Addressing an estimated 500,000 followers, the clerics said the Muslim community, the country’s largest religious minority, would take up their cause if the terrorists and Maoists shunned violence.
“If terrorists and Maoists agree to give up violence, they are welcome to join us. I would like to assure them that we will fight for them,” said Maulana Mehmood Madni, convenor of the annual convention whose words carry a lot of weight among Muslims not just in India but even abroad.
The event was organised at the Darul Uloom at Deoband, about 150 km from New Delhi, by the Jamiat-e-Ulema-e-Hind, which counts thousands of Muslim clerics in India as members. The Jamiat is one of the most influential organisations among Sunni Muslims in South Asia.
Hailing the clerics for their bold declaration denouncing terrorism, Chidambaram said: “I regard the decree as a call to duty to not only Muslims but to all right thinking people. I would urge that more voices be raised, loudly and clearly, against terrorism and all forms of violence.”
Among the 25 resolutions passed at the convention was one reiterating the clerics’ opposition to reciting “Vande Mataram”, the national song, as well as to homosexuality and terrorism.
Supporting the 2006 fatwa, or Islamic decree, against “Vande Mataram”, the clerics said that some of its lines were “against the religious principles of Islam”.
“We cannot bow before anybody other than the Allah. It is un-Islamic,” Moulana Muizuddin of the Jamiat told Inditop. Muslim clerics issued the fatwa against the national song in 2006. They contend that “Vande Mataram” means “Mother (India), I bow to thee!”.
The gathering also demanded reservation in jobs for Muslims as well as implementation of the recommendations of the Sachar Commission, which detailed the socio-economic backwardness of Muslims in India, while seeking a new legislation to equate communal violence with terrorism.

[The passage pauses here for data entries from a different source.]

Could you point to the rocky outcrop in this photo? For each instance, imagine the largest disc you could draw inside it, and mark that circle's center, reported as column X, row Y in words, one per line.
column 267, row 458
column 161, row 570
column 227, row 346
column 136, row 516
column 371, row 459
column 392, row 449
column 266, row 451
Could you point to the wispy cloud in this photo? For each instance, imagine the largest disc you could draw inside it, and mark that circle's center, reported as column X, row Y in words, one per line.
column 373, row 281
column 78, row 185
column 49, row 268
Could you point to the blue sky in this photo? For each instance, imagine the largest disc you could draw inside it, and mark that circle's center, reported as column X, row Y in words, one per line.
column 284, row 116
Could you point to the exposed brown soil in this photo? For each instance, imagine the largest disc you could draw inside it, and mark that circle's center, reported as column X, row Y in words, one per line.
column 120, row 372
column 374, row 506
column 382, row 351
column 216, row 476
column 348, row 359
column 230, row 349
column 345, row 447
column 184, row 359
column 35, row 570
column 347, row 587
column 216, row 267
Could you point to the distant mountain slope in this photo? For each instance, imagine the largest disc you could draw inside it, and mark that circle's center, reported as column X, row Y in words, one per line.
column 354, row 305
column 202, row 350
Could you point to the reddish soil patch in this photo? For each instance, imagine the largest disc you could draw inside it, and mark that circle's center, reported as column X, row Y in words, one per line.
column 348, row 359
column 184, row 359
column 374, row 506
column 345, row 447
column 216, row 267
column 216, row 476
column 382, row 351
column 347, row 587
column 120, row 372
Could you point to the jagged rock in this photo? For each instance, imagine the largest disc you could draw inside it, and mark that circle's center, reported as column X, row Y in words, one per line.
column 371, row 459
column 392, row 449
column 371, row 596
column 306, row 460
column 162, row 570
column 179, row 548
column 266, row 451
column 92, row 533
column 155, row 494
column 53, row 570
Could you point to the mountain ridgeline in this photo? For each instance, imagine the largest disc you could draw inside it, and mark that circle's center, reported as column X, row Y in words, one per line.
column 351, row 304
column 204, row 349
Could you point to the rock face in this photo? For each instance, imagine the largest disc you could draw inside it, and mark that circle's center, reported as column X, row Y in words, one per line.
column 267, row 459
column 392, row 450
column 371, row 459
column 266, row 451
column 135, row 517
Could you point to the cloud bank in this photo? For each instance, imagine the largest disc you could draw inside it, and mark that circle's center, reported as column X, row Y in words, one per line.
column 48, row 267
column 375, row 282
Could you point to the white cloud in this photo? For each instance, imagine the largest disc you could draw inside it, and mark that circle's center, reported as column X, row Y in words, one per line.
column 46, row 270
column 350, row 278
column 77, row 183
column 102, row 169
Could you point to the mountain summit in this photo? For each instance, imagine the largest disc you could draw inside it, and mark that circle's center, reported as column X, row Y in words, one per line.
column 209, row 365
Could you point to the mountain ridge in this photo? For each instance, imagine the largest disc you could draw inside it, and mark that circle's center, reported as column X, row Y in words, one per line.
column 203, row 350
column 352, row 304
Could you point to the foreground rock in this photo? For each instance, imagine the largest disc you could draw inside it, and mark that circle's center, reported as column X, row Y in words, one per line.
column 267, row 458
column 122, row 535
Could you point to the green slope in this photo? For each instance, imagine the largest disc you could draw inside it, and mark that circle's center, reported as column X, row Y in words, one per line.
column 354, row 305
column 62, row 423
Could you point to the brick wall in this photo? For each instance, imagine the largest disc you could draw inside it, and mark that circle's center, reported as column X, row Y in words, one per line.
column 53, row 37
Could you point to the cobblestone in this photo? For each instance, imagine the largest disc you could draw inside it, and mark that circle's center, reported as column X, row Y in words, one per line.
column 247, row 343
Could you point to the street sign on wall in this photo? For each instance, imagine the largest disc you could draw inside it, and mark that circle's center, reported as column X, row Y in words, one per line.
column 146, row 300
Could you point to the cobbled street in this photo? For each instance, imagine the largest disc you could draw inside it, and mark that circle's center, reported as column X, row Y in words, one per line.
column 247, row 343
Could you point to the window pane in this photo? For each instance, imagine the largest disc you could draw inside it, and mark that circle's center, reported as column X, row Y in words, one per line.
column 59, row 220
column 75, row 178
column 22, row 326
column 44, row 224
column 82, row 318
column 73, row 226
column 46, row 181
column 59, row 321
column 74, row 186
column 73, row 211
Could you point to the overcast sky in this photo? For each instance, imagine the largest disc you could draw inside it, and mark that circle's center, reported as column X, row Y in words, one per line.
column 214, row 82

For the first time, some Hindu religious activists also attended the convention – a first in the history of the Islamic seminary, which came up
during the British colonial era.
Renowned yoga guru Swami Ramdev sought to promote his method of keeping fit. He emphasised the need to promote communal harmony. “It is high time people realized that ‘Ishwar’ and ‘Allah’ were two names of one and the only god.”
Swami Agnivesh drew much applause when he talked about banning liquor and urged Muslims not to recite Vande Mataram.
In his speech, Chidambaram described the 1992 razing of the Babri Masjid as a manifestation of “extreme prejudice”. He emphasized that communalism was against pluralism and opposed political freedom to people.
“Communalism is the negation of pluralism. Communalism also opposes modernity, rejects the idea of civil society, and opposes political freedom to the people,” Chidambaram told the gathering.
“The demolition of the Babri Masjid was a manifestation of religious fanaticism and an act of extreme prejudice. Likewise, taking to the path of violence in the name of religion must also be deplored in unequivocal terms,” he said.
Chidambaram said India, home to the world’s third largest Muslim population after Indonesia and Pakistan, could not view Islam as an “alien faith”.
“Our Muslim brethren are honoured citizens of India. This is the land of your forbears; this is the land of your birth; and this is where you will live and work. It is a matter of pride for us that all major religions of the world, including Islam, exist and thrive in India.”
The minister said civil society was based on a compact and tolerance was at the core of this compact.
Minister of State for Communications Sachin Pilot, All India Muslim Personal Law Board’s senior vice president Maulana Kalbe Sadiq and social activist Swami Agnivesh also addressed the gathering.